Arnaud Nourry - J’avais demandé à Olivier Nora de réfléchir à un schéma pour adosser les deux maisons l’une à l’autre. Il a d’abord dû prendre chez Fayard la succession d’un grand éditeur, Claude Durand. Puis, il est arrivé à la conclusion, qu’il a partagée avec moi, qu’il valait mieux les développer séparément. Je lui ai demandé de continuer à diriger les deux mais, le temps passant, il a jugé inadéquat qu’elles aient chacune un patron à mi-temps. Le contexte général impliquait des initiatives pour lesquelles il fallait des dirigeants à temps plein. J’ai hésité, car il faisait un travail remarquable et salué par tous. Mais je me suis finalement rangé à son avis. Il a choisi de rester chez Grasset, où il avait été nommé en premier lieu.
En 2009 vous vouliez constituer un pôle d’édition généraliste plus puissant, un peu comme dans votre filiale américaine. Ce modèle n’est plus d’actualité ?
Le modèle américain marche très bien aux Etats-Unis, le modèle anglais en Angleterre et le modèle français en France. Il est vrai que la particularité d’Hachette Livre est de détenir des maisons de littérature petites par la taille même si elles sont grandes par le renom. Cela nous différencie de certains de nos concurrents, qui sont même en train de fusionner et de constituer des maisons encore plus grosses. Je me suis interrogé sur l’idée d’en avoir une plus importante au sein d’Hachette. Mais, finalement, en littérature, cela m’a paru un peu secondaire par rapport à la nécessité d’avoir une équipe soudée autour d’une marque forte.
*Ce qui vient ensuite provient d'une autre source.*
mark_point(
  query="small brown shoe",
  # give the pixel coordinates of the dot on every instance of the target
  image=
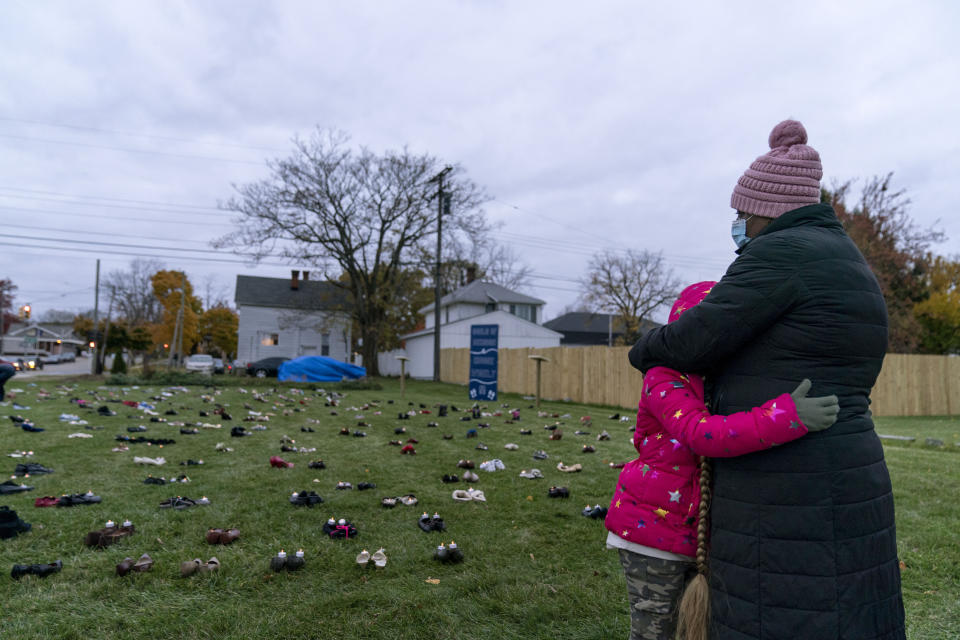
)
(210, 565)
(189, 567)
(123, 568)
(143, 564)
C’est ce modèle que nous allons développer, et ce sans restriction : Grasset et Fayard sont deux maisons généralistes aux ADN différents, présentes en fiction comme en non-fiction. Il n’y a pas de raison de les spécialiser.
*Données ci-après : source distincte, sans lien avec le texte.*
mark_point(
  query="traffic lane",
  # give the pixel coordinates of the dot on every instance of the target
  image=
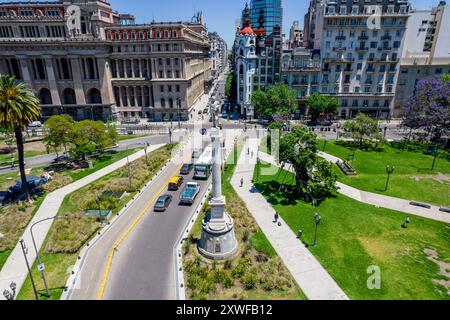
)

La source média référencée est manquante et doit être réintégrée.
Pourquoi avoir choisi Sophie de Closets, jusqu’alors directrice éditoriale de Fayard ?
C’est une normalienne, un très grand talent, depuis dix ans chez Fayard où elle a été recrutée par Claude Durand : je suis très heureux de confier la maison à une femme jeune qui pourra la développer en poursuivant le travail engagé. Elle aura pour directeur général, chargé des finances et de l’administration, Jérôme Laissus, précédemment directeur général adjoint. Il est important pour moi qu’un groupe comme Hachette Livre puisse former, et que l’on trouve en son sein les talents pour prendre la succession des grands éditeurs, comme cela a aussi été le cas avec Manuel Carcassonne chez Stock.
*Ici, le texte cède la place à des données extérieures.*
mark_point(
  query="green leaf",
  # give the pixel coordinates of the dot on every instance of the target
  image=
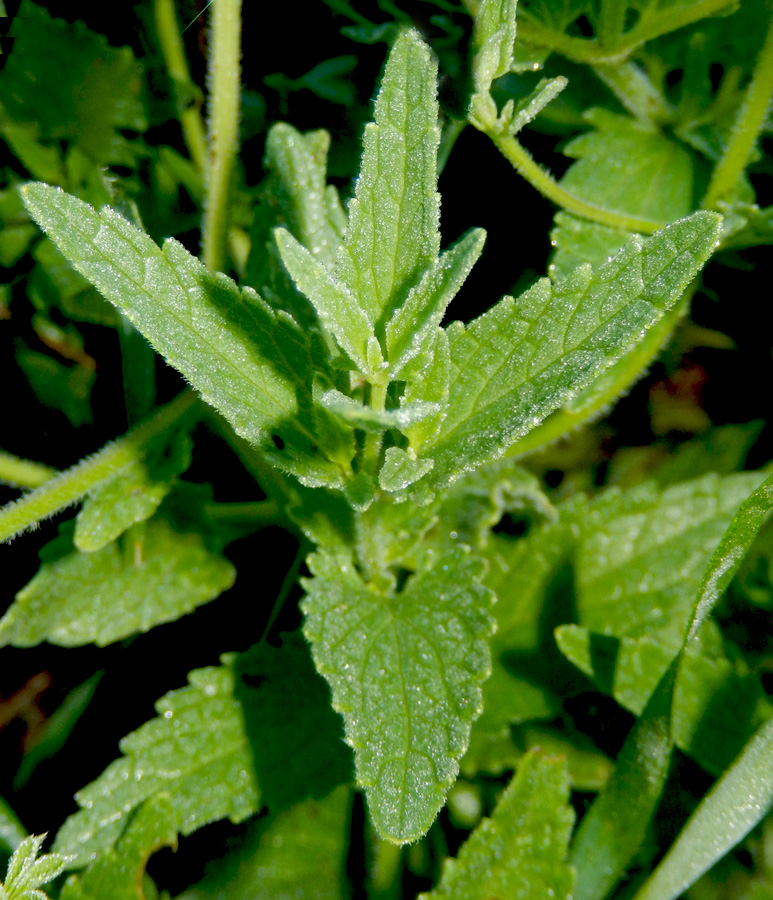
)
(200, 322)
(521, 850)
(423, 310)
(299, 164)
(427, 381)
(524, 358)
(405, 671)
(493, 39)
(716, 704)
(618, 162)
(640, 571)
(114, 592)
(613, 830)
(12, 832)
(288, 716)
(393, 219)
(736, 803)
(337, 308)
(27, 871)
(401, 469)
(66, 83)
(117, 873)
(197, 751)
(729, 554)
(299, 854)
(132, 496)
Entre Lattès qui multiplie les succès commerciaux, Stock forcément déstabilisée par la mort de Jean-Marc Roberts, Calmann-Lévy qui se cherche, plus Grasset et Fayard, l’identité des filiales de littérature d’Hachette n’est-elle pas un peu confuse ?
Je ne porte pas un regard global sur notre branche littérature : chaque maison a son histoire et son projet. Stock a été, et c’est bien normal, très marquée par la disparition de Jean-Marc. Manuel Carcassonne, qui n’en a pris la direction qu’il y a quatre mois, a ma pleine confiance. Lattès est aujourd’hui le premier éditeur de littérature en France, avec 9 points de parts de marché, 3 points devant le deuxième : c’est le produit d’une accumulation de best-sellers sur une courte période, mais aussi d’un travail de fond, réalisé depuis dix ans par Isabelle Laffont et son équipe. Fayard est bien assise sur ses marchés, et Grasset, un peu dépouillée depuis le départ de Manuel Carcassonne pour Stock, va bénéficier de l’investissement à plein-temps d’Olivier Nora. Quant à Calmann-Lévy, affectée par la perte de son auteure vedette, Patricia Cornwell, elle est en voie de guérison à travers différentes pistes de développement. Notre souhait est de développer toutes ces maisons en autonomie, comme nous le faisons depuis toujours.
Après l’annonce du départ de Cécile Boyer-Runge, quelle direction envisagez-vous pour Le Livre de poche ?
Je ne ferai pas de commentaire sur cette situation. Il est inhabituel qu’un confrère se permette d’annoncer un transfert aussi tôt. Cécile Boyer-Runge est encore en poste pour quelques semaines.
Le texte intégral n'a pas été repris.